Richmond Gyamfi

Personal information
- Date of birth: 9 September 2004 (age 21)
- Place of birth: Accra, Ghana
- Height: 1.85 m (6 ft 1 in)
- Position: Forward

Team information
- Current team: AGF
- Number: 18

Youth career
- Field Masters

Senior career*
- Years: Team / Apps / (Gls)
- Field Masters
- 2024: Hobro / 13 / (3)
- 2024–: AGF / 4 / (0)
- 2025: → Hobro (loan) / 11 / (1)
- 2025–2026: → Esbjerg fB (loan) / 8 / (1)

= Richmond Gyamfi =

Ghanaian footballer (born 2004)

Richmond Gyamfi (born 9 September 2004) is a Ghanaian professional footballer who plays as a forward for Danish Superliga club AGF.

==Career==
===Club career===
Born and raised in Accra, Ghana, Gyamfi started playing for Ghanaian second division club Field Masters SC.

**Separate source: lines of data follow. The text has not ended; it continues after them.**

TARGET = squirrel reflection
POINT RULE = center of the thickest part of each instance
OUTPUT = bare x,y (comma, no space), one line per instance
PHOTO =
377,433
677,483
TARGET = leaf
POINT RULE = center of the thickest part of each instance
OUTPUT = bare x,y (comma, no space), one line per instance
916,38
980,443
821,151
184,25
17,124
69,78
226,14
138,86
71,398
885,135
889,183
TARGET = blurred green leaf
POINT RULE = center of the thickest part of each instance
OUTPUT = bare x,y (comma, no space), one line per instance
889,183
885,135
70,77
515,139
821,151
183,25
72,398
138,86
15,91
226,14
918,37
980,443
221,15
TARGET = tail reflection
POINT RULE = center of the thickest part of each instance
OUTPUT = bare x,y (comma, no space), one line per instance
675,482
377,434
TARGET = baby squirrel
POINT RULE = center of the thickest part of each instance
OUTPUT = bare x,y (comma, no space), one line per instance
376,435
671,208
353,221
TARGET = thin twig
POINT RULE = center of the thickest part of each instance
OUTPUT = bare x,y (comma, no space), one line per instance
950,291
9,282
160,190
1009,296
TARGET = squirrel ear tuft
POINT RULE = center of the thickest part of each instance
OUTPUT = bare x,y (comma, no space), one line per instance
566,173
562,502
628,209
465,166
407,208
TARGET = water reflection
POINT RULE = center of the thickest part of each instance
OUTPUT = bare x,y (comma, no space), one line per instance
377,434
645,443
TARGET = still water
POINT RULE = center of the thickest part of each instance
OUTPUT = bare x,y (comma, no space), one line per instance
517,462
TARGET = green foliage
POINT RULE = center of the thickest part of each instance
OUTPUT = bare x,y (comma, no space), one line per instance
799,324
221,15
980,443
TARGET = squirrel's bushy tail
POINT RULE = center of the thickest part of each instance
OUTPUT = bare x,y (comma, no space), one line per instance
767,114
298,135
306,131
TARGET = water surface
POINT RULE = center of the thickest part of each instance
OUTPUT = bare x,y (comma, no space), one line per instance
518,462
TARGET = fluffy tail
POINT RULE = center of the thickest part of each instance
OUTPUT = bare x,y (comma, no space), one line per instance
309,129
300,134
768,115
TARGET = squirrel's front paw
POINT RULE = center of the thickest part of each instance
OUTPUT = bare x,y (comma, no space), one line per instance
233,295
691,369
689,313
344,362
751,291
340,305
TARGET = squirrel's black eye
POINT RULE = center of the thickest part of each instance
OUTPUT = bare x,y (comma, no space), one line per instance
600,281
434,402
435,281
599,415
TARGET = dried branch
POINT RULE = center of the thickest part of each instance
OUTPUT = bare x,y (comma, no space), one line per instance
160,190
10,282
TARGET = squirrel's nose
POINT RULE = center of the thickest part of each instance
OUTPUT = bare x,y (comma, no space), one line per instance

Gyamfi was at one point on trial at Danish club Hobro IK. He was again in the winter of 2024, where Gyamfi ended up signing a contract until the end of 2027 with the Danish 1st Division club. Already on 25 February 2024, Gyamfi made his debut when he was substituted in a 0–2 defeat to FC Fredericia in the league. It ended up being a very good half-season for young Gyamfi, who scored three goals and four assists in 10 league games.

After the season, there was reportedly some interest in Gyamfi. He ended up moving to AGF in July 2024 on a long-term contract until June 2029. According to media reports, Gyamfi was sold for 9 million Danish kroner. Gyamfi made his Danish Superliga debut on 28 July 2024, against F.C. Copenhagen.

With just 34 minutes of playing time in the league and two cup games for AGF in the first six months, Gyamfi was loaned out to his former club Hobro IK on 15 January 2025 for the rest of the season in search of more playing time. He returned to AGF at the end of the spell.

On 7 August 2025, Gyamfi was loaned out to Danish 1st Division side Esbjerg fB until the end of the season.